Internet DRAFT - draft-abela-utf9
draft-abela-utf9
INTERNET DRAFT J. Abela
Expires: 23 June 1998 HSC
<draft-abela-utf9-00.txt> 23 December 1997
UTF-9, a transformation format of UCS
Status of this Memo
This document is an Internet-Draft. Internet-Drafts are working
documents of the Internet Engineering Task Force (IETF), its areas,
and its working groups. Note that other groups may also distribute
working documents as Internet-Drafts.
Internet-Drafts are draft documents valid for a maximum of six months
and may be updated, replaced, or obsoleted by other documents at any
time. It is inappropriate to use Internet-Drafts as reference
material or to cite them other than as "work in progress".

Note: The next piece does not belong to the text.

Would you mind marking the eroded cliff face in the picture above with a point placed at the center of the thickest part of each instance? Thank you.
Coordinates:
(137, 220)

To learn the current status of any Internet-Draft, please check the
1id-abstracts.txt listing contained in the Internet-Drafts Shadow
Directories on ftp.is.co.za (Africa), nic.nordu.net (Europe),
ftp.isi.edu (US West Coast), or munnari.oz.au (Pacific Rim),
ds.internic.net (US East Coast).
Distribution of this document is unlimited.
Abstract
ISO/IEC 10646 defines a multi-octet character set called the
Universal Character Set (UCS) which encompasses most of the world's
writing systems. Multi-octet characters, however, are not compatible
with many current applications and protocols, and this has led to the
development of a few so-called UCS transformation formats (UTF), each
with different characteristics. UTF-9, the object of this memo, has
the characteristic of preserving the full ISO-Latin1 range, providing
compatibility with file systems, parsers and other software that rely
on ISO-Latin1 values.
ISO-Latin1 is almost as widespread as ASCII in many countries,
especially in most of western Europe, and is the default character
set for HTML. A compatible encoding seems desirable, where possible.
1. Introduction
ISO/IEC 10646-1 [ISO-10646] defines a multi-octet character set
called the Universal Character Set (UCS), which encompasses most of
the world's writing systems. Two multi-octet encodings are defined,
a four-octet per character encoding called UCS-4 and a two-octet per
character encoding called UCS-2, able to address only the first 64K
characters of the UCS (the Basic Multilingual Plane, BMP), outside of
which there are currently no assignments.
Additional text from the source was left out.